Uma economia mundial destruída

    Para começar, o retorno aos níveis de consumo anteriores ao Covid-19 pressupõe uma restauração razoavelmente rápida da economia mundial para como era, com a Ásia assumindo a liderança. No momento, no entanto, não há evidências de que tal resultado seja provável.

    Em seu relatório do World Economic Outlook de abril, o Fundo Monetário Internacional previu que a produção econômica global cairia 3% em 2020 (o que pode ser uma subestimação distinta) e que os duros impactos da pandemia, incluindo desemprego generalizado e falências de negócios, persistirão até 2021 ou mais além. No total, sugeriu, a perda cumulativa do produto interno bruto global em 2020 e 2021, graças à pandemia, será de cerca de US $ 9 trilhões, uma soma maior que as economias do Japão e da Alemanha juntas (e que pressupõe que o coronavírus não voltar ainda mais ferozmente no final de 2020 ou em 2021, como ocorreu na “gripe espanhola” em 1918).

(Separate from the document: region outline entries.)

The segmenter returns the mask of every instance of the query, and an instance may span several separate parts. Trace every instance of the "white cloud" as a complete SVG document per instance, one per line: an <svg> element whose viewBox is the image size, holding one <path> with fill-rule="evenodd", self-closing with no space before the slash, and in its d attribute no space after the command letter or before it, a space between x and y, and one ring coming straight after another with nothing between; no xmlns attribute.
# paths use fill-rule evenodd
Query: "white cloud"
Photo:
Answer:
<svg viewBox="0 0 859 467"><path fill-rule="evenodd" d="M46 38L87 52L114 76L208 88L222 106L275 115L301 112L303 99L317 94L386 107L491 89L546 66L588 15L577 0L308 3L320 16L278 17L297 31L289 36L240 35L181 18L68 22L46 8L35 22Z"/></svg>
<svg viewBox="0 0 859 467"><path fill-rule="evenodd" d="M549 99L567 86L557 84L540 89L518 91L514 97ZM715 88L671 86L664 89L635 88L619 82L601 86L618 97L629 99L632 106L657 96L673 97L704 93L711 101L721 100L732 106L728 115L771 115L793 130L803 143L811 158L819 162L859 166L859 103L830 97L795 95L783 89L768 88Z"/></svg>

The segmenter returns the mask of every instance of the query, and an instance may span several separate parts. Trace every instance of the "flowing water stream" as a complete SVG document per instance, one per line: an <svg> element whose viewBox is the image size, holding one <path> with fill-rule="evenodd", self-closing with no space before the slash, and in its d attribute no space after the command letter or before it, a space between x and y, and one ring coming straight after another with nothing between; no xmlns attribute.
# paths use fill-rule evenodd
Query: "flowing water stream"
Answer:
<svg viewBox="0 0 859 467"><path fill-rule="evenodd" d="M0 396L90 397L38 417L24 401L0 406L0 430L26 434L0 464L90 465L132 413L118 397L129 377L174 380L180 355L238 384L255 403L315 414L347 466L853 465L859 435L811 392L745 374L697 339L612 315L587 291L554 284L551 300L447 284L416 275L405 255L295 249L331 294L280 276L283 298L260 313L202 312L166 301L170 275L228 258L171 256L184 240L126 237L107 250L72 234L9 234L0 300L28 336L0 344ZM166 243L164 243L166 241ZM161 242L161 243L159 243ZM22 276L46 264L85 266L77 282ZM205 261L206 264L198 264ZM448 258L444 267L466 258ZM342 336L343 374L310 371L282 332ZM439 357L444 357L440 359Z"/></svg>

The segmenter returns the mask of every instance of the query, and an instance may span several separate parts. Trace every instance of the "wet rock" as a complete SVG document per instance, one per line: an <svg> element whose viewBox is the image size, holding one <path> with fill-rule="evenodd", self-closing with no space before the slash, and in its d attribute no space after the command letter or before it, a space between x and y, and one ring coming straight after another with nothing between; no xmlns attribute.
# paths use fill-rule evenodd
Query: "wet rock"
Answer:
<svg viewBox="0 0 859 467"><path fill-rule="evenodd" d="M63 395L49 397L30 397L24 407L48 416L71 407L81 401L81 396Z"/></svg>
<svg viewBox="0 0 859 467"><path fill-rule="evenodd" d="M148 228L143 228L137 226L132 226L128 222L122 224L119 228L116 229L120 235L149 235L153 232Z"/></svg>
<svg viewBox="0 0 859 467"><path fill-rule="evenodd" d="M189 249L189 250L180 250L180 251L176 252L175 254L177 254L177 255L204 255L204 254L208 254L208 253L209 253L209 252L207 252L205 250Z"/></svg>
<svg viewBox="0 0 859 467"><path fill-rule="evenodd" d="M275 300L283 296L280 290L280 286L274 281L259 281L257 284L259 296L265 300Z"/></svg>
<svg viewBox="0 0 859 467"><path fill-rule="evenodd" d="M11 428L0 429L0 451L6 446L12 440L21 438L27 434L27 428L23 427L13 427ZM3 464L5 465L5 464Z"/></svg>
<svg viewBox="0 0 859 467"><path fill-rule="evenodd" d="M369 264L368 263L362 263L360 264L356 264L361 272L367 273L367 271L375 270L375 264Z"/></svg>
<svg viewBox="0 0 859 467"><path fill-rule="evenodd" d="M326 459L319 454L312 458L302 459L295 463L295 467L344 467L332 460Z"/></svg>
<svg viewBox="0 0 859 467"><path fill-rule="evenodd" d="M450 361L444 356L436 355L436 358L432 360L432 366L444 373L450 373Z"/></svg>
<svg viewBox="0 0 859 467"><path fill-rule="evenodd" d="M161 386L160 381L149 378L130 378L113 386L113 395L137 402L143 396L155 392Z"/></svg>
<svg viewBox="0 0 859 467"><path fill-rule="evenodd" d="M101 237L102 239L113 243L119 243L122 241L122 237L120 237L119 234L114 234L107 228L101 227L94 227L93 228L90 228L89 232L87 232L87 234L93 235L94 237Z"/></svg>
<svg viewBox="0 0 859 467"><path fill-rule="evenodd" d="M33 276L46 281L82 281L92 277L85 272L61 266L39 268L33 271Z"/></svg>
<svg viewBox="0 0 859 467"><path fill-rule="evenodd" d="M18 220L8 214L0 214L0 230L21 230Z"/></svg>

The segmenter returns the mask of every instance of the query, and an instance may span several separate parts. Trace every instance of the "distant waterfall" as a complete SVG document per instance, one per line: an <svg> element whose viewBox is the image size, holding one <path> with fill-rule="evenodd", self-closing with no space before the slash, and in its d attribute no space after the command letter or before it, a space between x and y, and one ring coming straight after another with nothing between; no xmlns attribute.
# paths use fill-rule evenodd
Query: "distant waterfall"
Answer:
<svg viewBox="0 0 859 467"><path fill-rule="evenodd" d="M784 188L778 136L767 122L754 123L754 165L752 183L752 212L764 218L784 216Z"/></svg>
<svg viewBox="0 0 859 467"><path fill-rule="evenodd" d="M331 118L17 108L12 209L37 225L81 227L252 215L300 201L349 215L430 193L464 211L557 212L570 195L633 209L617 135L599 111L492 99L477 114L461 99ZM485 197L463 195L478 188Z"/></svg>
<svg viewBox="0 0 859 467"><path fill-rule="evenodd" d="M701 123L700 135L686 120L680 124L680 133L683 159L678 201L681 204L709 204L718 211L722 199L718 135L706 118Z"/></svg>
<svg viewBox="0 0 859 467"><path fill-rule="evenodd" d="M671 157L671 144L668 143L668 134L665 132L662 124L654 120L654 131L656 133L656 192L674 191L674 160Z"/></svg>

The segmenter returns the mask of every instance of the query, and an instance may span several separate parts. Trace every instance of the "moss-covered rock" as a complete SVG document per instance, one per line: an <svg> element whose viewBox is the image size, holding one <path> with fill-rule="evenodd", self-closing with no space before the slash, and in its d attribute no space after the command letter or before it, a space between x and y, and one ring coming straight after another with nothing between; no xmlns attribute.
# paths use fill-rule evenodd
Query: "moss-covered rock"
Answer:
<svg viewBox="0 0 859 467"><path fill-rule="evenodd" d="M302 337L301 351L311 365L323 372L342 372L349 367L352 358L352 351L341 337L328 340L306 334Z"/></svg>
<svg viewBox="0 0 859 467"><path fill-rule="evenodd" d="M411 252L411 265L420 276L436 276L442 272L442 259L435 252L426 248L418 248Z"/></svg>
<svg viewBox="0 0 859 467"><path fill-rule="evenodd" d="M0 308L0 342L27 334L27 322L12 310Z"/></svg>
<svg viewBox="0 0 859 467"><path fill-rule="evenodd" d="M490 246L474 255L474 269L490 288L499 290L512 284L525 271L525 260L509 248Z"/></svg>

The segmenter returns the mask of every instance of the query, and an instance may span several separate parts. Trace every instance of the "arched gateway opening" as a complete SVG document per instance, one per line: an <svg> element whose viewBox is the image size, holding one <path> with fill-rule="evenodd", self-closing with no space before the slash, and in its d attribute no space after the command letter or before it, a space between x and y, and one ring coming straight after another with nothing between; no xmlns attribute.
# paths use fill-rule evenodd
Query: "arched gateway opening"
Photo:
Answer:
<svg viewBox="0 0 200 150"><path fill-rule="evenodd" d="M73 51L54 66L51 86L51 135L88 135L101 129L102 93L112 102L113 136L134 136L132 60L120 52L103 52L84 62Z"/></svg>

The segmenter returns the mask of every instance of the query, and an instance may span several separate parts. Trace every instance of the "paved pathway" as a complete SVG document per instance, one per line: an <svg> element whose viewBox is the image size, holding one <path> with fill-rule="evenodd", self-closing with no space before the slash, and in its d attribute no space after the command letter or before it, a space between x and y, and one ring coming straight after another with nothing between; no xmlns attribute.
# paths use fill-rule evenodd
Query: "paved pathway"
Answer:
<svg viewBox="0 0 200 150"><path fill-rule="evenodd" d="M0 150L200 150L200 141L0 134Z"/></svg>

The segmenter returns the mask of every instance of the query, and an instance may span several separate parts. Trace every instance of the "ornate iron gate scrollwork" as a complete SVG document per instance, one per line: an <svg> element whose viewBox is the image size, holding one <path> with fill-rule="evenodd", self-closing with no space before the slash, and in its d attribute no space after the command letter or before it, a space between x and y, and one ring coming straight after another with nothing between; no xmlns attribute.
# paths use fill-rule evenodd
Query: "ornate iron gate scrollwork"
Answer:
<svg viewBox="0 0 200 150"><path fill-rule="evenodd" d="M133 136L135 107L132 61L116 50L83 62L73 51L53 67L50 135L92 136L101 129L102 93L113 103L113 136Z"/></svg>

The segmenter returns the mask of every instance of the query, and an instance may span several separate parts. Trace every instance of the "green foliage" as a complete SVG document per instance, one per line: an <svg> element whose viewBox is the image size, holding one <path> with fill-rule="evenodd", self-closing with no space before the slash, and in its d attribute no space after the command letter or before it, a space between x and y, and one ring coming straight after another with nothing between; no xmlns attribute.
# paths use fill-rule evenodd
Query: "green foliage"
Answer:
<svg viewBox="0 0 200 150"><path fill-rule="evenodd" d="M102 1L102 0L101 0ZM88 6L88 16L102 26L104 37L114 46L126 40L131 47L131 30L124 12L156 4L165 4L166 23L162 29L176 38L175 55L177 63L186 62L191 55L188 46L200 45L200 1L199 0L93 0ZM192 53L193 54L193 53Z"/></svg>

    Esses e outros dados recentes sugerem que qualquer noção de que China, Índia e outros países em desenvolvimento retomarão em breve sua trajetória ascendente de consumo de petróleo e salvarão a indústria global de petróleo parece fora do mundo real. De fato, em 17 de abril, o Bureau Nacional de Estatística da China informou que o PIB do país diminuiu 6,8% nos três primeiros meses de 2020, o primeiro declínio em 40 anos e um golpe impressionante no modelo de crescimento desse país. Embora oficiais do governo estejam reabrindo lentamente fábricas e outros negócios importantes, a maioria dos observadores acredita que estimular um crescimento significativo será extremamente difícil, uma vez que os consumidores chineses, traumatizados pelas pandemias e pelas medidas de bloqueio que os acompanham, parecem relutantes em fazer novas compras ou se envolver em viagens, turismo e afins.

    E tenha em mente que uma desaceleração na China terá consequências espantosas para as economias de várias outras nações em desenvolvimento que dependem do turismo desse país ou de suas importações de petróleo, cobre, minério de ferro e outras matérias-primas. Afinal, a China é o principal destino para as exportações de muitos países asiáticos, africanos e latino-americanos. Com as fábricas chinesas fechadas ou operando em um ritmo reduzido, a demanda por seus produtos já caiu, causando dificuldades econômicas generalizadas para suas populações.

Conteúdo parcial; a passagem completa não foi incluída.